The Farthest
Director: Emer Reynolds
Talent: Frank Drake, Carolyn Porco, John Casani, Lawrence Krauss
Released: 28th July
In 1977 the USA’s National Aeronautics and Space Administration (NASA) launched two robotic probes, Voyager One and Voyager Two, for the purpose of studying in never-before-imaginable detail the outermost planets of our Solar System. Capitalising on a particularly rare alignment of Jupiter, Saturn, Uranus and Neptune, the space probes were able to slingshot from one planet to the next, in a journey that lasted 12 years, following a trajectory precisely mapped out by scientists and mathematicians on Earth.
You might reasonably have expected that the probes returned to NASA once their unprecedented mission of data collection was accomplished, or otherwise, that obsolescence and cosmic wear quickly deteriorated the pair. You would be wrong. Incredibly, both of these probes are still travelling through space, and in 2012 Voyager One became the first man-made object to ever exit our Solar System, piercing the magnetic bubble known as the heliosheath, and entering into interstellar space.

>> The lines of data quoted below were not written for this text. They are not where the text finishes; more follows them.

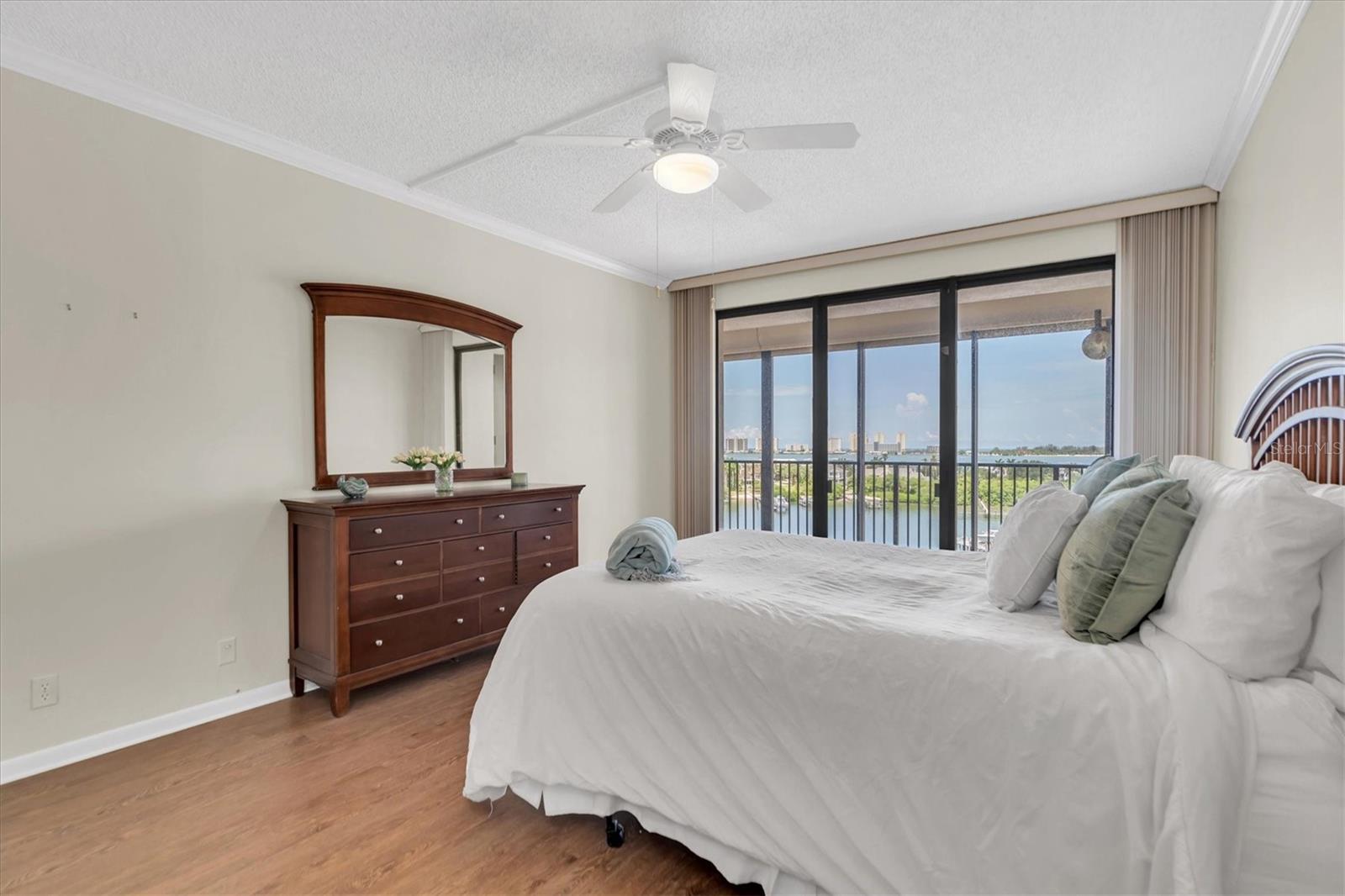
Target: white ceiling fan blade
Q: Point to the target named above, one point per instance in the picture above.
(690, 91)
(740, 190)
(829, 136)
(630, 188)
(582, 140)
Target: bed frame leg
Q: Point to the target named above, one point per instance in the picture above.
(615, 833)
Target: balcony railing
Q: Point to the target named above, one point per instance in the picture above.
(898, 505)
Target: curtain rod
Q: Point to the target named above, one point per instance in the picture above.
(1020, 226)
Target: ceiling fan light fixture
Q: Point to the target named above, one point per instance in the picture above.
(686, 172)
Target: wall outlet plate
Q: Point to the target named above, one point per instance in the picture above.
(45, 690)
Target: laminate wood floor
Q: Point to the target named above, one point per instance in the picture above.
(287, 799)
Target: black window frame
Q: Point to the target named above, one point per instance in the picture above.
(820, 304)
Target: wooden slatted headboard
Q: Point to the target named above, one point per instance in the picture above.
(1297, 414)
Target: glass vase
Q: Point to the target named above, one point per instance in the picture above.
(444, 479)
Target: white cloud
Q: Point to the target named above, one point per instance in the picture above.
(915, 403)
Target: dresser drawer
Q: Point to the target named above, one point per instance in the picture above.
(482, 549)
(393, 598)
(377, 532)
(544, 539)
(382, 642)
(499, 609)
(394, 562)
(474, 580)
(535, 513)
(537, 567)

Thus comes the concept behind the film’s title, and while it may not immediately strike you as particularly evocative, watching this documentary will open your eyes to the breath-taking scale it implies. Emer Reynolds, one half of the directorial team responsible for producing 2013’s excellent documentary Here Was Cuba, masterfully brings together a plethora of interviews with all of the major players of the Voyager Programme, interweaving their personal accounts with imagery of the probes’ journey through space, both real and digitally imagined.
While the format may sound somewhat predictable, the pacing and narrative of the film are far too engrossing for anyone to become bored. Watching the recorded footage, captured by the space probes as they incrementally approached their planetary targets – seeing what had hitherto never been seen by human eyes before – is a deeply affecting experience, and heightened by the scientists’ first-hand statements.
In an era consumed with the deterioration of our own planet, the outward gaze of this film is a powerful reminder that the future looked very different only one generation ago.